In this article we’ll explain how cpu_shares are used when setting Kubernetes requests and limits. You should first understand cpu_shares which are explained in CPU Shares.
Kubernetes has its own abstraction for CPUs called cpus. A Kubernetes resource can be set as a request or a limit. When set as a request then cpu_shares are used to specify how much of the available CPU cycles a container gets. A Kubernetes limit results in cpu_quota and cpu_period being used.
Kubernetes translates 1000 millicores or 1 core as 1024 cpu_shares. For example 1500 millicores are translated into 1536 cpu_shares. We learned in the previous post on CPU Shares that a cpu_share value doesn’t mean anything in isolation. Shares are a relative value to the other containers running on the same machine.
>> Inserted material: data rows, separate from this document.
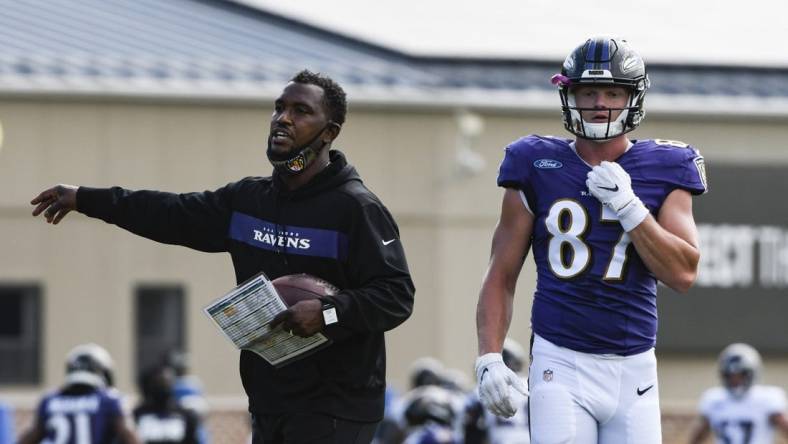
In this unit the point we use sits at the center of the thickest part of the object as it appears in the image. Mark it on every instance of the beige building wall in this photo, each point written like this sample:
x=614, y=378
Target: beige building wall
x=407, y=156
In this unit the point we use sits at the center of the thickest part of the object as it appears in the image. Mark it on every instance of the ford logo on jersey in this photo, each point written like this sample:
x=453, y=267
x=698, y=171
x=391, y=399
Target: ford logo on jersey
x=547, y=164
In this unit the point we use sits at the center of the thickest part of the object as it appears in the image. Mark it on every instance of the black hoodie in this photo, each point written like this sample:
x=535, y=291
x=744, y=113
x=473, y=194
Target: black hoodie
x=333, y=228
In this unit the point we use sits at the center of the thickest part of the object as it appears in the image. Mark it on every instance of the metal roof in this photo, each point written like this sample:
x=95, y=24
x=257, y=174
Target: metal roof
x=198, y=49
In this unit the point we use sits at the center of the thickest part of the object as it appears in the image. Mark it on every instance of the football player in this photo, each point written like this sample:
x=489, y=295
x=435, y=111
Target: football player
x=741, y=411
x=87, y=409
x=159, y=418
x=607, y=218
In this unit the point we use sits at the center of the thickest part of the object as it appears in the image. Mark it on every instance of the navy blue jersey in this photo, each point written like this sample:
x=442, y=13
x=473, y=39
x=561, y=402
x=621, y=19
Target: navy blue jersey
x=593, y=292
x=86, y=418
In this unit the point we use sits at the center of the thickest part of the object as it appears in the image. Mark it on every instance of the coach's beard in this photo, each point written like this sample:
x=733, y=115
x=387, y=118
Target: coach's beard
x=289, y=163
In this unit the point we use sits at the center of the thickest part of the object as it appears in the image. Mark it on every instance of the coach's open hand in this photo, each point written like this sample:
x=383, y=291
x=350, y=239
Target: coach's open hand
x=57, y=201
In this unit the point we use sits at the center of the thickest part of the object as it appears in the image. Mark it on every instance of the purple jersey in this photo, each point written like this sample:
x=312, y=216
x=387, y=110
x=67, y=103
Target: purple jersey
x=85, y=418
x=593, y=292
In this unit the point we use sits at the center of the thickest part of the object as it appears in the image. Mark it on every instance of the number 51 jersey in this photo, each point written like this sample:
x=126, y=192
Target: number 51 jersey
x=593, y=294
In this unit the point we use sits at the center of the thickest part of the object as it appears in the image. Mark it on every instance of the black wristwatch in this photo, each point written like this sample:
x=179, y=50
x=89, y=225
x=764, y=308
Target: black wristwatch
x=329, y=314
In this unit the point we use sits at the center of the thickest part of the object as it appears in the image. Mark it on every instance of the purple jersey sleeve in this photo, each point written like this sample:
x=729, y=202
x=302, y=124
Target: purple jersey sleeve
x=594, y=293
x=679, y=165
x=512, y=173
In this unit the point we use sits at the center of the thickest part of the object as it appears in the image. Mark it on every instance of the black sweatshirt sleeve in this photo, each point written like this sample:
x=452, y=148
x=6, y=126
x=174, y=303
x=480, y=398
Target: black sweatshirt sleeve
x=382, y=293
x=195, y=220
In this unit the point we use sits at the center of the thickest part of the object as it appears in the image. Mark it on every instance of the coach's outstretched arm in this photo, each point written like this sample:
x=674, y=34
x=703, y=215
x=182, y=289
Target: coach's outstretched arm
x=55, y=202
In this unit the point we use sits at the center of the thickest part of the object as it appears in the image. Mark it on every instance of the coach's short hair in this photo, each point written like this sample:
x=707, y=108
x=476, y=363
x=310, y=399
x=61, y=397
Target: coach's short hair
x=333, y=94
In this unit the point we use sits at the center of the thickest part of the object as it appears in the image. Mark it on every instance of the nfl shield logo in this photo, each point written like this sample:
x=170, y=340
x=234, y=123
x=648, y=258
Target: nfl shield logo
x=547, y=375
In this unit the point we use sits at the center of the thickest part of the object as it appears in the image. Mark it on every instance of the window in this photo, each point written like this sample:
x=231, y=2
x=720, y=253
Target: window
x=20, y=333
x=160, y=323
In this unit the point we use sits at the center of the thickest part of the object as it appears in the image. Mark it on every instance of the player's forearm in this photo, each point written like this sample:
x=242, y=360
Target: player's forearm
x=493, y=316
x=673, y=260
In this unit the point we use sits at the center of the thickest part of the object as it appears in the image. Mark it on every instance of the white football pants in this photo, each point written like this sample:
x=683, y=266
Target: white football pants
x=582, y=398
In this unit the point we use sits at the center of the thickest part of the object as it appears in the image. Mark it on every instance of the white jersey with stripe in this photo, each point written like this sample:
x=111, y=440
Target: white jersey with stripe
x=745, y=420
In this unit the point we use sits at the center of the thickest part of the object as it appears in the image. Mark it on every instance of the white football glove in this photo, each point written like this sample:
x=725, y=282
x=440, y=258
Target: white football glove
x=609, y=183
x=493, y=381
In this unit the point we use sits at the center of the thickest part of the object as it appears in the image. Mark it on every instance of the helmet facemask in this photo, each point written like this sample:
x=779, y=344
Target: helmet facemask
x=628, y=119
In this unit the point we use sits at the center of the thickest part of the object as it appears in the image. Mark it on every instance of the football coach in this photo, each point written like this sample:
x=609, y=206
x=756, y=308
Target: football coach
x=327, y=224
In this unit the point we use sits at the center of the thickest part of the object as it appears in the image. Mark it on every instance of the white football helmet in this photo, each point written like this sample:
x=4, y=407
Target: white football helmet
x=740, y=365
x=603, y=61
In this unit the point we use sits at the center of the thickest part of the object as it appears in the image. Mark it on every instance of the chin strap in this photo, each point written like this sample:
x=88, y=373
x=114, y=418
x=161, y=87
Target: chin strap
x=302, y=159
x=299, y=162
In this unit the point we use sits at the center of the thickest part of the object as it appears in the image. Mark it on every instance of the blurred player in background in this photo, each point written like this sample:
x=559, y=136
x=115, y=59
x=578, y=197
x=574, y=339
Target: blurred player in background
x=429, y=416
x=607, y=218
x=160, y=419
x=87, y=409
x=480, y=426
x=741, y=411
x=187, y=390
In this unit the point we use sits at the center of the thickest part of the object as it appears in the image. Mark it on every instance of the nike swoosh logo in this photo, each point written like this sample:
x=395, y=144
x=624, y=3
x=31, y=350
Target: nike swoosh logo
x=640, y=392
That’s where the Kubernetes scheduler comes in.
The Kubernetes scheduler uses the request value for scheduling. The containers scheduled to a machine cannot have a cpu count greater than the actual number of cpus on a machine. This means that cpu_shares when used in Kubernetes gives more information than when they are used in isolation. The total of the cpu_shares for all the containers on a Kubernetes node cannot exceed <nr of CPUs> x 1024. This results in the request value acting as a minimum amount of CPU time for a container. When there is no contention for CPU a container can use more CPU than its request. The scenario described in the previous post cannot happen in a Kubernetes cluster.
In this scenario the machine has 1 CPU. The scheduler prevents it as the number of shares is greater than 1024.
Containers without a CPU request get 0 cpu_shares. They can be assigned to any machine, even a node hosting containers with <nr of CPUs> x 1024 shares. This does not violate the scheduling described above as the container has 0 cpu_shares. Under high CPU contention the containers without requests will get no CPU time.
The Kubernetes scheduler along with requests allows reasoning about the minimum amount of CPU time a container will get. The same is not true when using cpu_shares without a scheduler limiting the number of shares assigned to a machine.
All but the least important containers should have a request set otherwise the container can be starved of CPU time indefinitely. Batch processing without an SLA is a valid use case for not using a CPU request. That way the batch process will use up any free CPU resources and be throttled when real-time work executes.